Dyanne Mansfield, 71, who was suffering from cancer, was killed by Graham Mansfield, 73, who afterwards left court unpunished.
He explained how he carried his devoted wife to the garden’s base and killed her there.
The couple had already decided how they would pass away, with Graham promising to kill his wife by cutting her throat from behind, “Like you see in the movies.”
He brought a B&Q Stanley knife from his toolbox, along with two more kitchen knives in case the first one didn’t work.
Graham said she had a coat on because it was chilly. She was so frail that he had to assist her. She won’t make a sound, she declared. She actually didn’t.
He explained how they decided to use a knife as a means of execution.
Graham said she left it to her.
When they went on vacation, she would tell him, “Graham, you do the research. Just show her the possibilities.
And they had run out of choices. The only thing he could think of was the knife.
Graham had previously stated that in October 2020, only a few weeks after they had celebrated their 40th wedding anniversary, his wife was informed that she had stage 4 lung cancer.
Graham reported that the suicide pact was initially brought up after they got home from the hospital.
If things “went too terrible,” Dyanne questioned whether he would be ready to murder her.
On the condition that he “would have to go with her,” he consented.
Graham was discovered at the couple’s house on the morning of March 24 last year while his wife’s body was slumped in a chair at the foot of the yard.
Weeping and expressing each other how much they loved each other was how they spent their final night together.
The next day at approximately 5 o’clock, Dyanne drank a glass of red wine, while Graham drank a beer can, a scotch, and lemonade.
Are you prepared, he inquired? Yes, she won’t make a noise, his wife retorted.
Graham killed his wife by slitting her throat. He then attempted to cut his own throat.
After Mansfield called 999 and informed the operator that he had killed his wife of 40 years at 9 o’clock the day before, before trying to kill himself, police and paramedics sped to the residence.
He just dialed 911 since he knew his sister would soon call and he was afraid she would discover him in a critical condition.
According to Graham, he asked the medics to let him die.
Mansfield was found guilty of manslaughter earlier this month after a jury of ten men and two women deliberated for 90 minutes.
Mansfield received a two-year prison term with a two-year suspension.
“The circumstances of this case are a misfortune for him and are uncommon in the experiences of this court,” Mr. Justice Goose told the accused as he handed down the sentence.
The sooner they can legalize any type of assisted suicide for those with terminal illnesses in their instance, the better for this nation, in his opinion.

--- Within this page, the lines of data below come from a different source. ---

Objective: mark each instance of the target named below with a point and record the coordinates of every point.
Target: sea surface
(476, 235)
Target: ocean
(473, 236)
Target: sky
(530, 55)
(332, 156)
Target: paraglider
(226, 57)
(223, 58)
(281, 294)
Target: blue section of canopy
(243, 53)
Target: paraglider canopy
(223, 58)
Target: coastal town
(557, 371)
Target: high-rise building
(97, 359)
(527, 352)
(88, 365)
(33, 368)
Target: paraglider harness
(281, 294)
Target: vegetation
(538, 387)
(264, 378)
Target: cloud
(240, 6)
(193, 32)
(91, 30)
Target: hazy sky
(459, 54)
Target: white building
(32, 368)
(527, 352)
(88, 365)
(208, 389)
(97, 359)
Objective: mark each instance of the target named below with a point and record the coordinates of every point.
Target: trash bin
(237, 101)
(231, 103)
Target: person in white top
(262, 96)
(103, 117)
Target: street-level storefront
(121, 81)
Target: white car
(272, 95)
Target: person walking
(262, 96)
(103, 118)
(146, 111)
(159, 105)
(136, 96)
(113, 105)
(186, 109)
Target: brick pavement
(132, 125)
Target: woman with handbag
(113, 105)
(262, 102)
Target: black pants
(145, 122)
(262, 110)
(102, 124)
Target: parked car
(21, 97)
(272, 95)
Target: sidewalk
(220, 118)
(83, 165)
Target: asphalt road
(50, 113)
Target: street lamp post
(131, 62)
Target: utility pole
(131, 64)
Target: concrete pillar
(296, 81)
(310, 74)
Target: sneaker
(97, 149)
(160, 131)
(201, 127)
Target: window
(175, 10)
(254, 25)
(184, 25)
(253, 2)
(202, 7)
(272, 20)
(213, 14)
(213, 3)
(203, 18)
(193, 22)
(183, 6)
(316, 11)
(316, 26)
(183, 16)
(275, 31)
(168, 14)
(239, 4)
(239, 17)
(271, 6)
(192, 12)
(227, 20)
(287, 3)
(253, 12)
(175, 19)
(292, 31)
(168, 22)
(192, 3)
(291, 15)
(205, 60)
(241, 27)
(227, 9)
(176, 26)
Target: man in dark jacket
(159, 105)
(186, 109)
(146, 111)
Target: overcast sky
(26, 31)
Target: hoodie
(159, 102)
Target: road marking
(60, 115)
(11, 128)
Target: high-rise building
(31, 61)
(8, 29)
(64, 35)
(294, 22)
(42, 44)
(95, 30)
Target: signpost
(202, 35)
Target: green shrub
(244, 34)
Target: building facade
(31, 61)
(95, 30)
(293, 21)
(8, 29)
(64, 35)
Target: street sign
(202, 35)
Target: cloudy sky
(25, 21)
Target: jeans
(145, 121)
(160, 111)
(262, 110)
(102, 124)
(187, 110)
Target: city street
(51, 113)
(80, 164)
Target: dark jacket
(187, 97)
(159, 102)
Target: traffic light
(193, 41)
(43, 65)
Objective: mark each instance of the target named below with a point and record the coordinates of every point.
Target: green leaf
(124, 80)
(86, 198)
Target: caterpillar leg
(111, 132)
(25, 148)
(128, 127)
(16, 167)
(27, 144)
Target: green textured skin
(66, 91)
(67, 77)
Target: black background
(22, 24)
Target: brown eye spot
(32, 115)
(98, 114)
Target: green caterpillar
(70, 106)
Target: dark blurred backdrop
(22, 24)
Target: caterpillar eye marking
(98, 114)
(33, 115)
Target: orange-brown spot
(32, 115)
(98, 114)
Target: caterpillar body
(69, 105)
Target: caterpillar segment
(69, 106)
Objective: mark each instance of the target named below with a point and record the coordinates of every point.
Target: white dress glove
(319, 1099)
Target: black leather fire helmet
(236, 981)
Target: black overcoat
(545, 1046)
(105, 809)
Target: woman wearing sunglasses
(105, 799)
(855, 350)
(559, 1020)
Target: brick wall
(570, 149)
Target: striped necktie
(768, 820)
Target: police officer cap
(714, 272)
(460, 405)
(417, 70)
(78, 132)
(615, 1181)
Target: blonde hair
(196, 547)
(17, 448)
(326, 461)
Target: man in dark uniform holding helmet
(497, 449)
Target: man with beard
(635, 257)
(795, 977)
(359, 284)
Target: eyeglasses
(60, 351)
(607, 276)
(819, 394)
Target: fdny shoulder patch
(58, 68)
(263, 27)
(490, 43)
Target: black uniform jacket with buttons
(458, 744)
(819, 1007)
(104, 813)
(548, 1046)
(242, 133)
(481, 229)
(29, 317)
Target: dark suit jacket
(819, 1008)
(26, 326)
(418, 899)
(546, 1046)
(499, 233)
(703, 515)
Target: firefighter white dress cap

Dyanne would be furious now that he has a conviction for carrying out something she instructed us to do,” he continued. He realized he couldn’t survive without her.
She is happy for Graham that this experience is done, said Rachel Fletcher, his attorney from the legal firm Slater Heelis. He shouldn’t have been prosecuted, and he most likely wouldn’t have been in the future either.
This country’s law is harsh and has to catch up with other nations throughout the world.
Current rules “force loving family members to become criminals,” according to Sarah Wootton, CEO of the advocacy group Dignity in Dying, and an assisted dying law “would incorporate upfront protections to better protect individuals.”